今後の更新は、新しいブログ http://m-hiyama-memo.hatenablog.com/ で行います。

簡単な多重継承の略式インスティチューション

本編 なんで多重継承はそんなに嫌われるのか? ちょっくら分析してみるか - 檜山正幸のキマイラ飼育記 (はてなBlog) の補足:

簡易インスティチューションで定式化してみる。実は簡易インスティチューションにさえなってない略式インスティチューション。どのへんが略式かというと、指標Σに対してMod[Σ]は単なる集合。よって、指標射 Σ→Δ に対するMod[Δ]→Mod[Σ]は単なる写像。さらに、文関手Senは考えない

本編では、クラスという曖昧で直感的な概念を使ったが、ここではクラスを使わない。S={boolean, int double, string}を基本ソートの集合として固定(実はSは何でもいい)。Sの各ソートの意味(領域)も固定。T = S + S*×S とする。Sは変数のソート、S*×Sはメソッドのソート。

指標Σとはソート付き集合 |Σ|→T のこと。Σと|Σ|はしばしば区別しない。指標射は単射f:|Σ|→|Δ|で、f;Δ = Σ、つまりソート割り当てを保存するもの。Var(Σ) = Σ-1(S), Var(Σ)⊆|Σ| だとする。

指標と指標射の全体をSignとすると、余完備圏。また、包含写像を考えると、inclusive category(category with inclusions)。

Mod[Σ]は、Var(Σ)をフィールド名とするレコード全体の集合、ただし、Var(Σ)上のソート割り当てに従うレコード。指標射Σで誘導されるレコード集合の写像は射影で、モデル全体の圏ModSignの反対圏だと思ってもよい(略式だから!)。
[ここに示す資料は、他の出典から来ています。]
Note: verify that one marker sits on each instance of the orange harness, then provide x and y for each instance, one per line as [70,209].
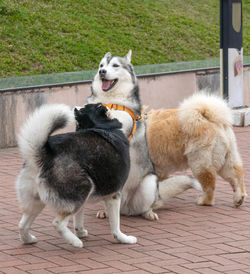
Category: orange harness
[130,112]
Signが有限余完備なので、圏Modは有限完備。Sign内でスパンの余ファイバー和が作れるが、任意のinclusionsに対して余ファイバー和は作れない。よって、inclusionの部分圏(順序構造)のなかで余ファイバー和は部分的にしか定義できない。このへんが、リネームを許して余ファイバー和を作れるようにするか、余ファイバー和をあきらめてinclusionだけに制限するか、の違いを表している。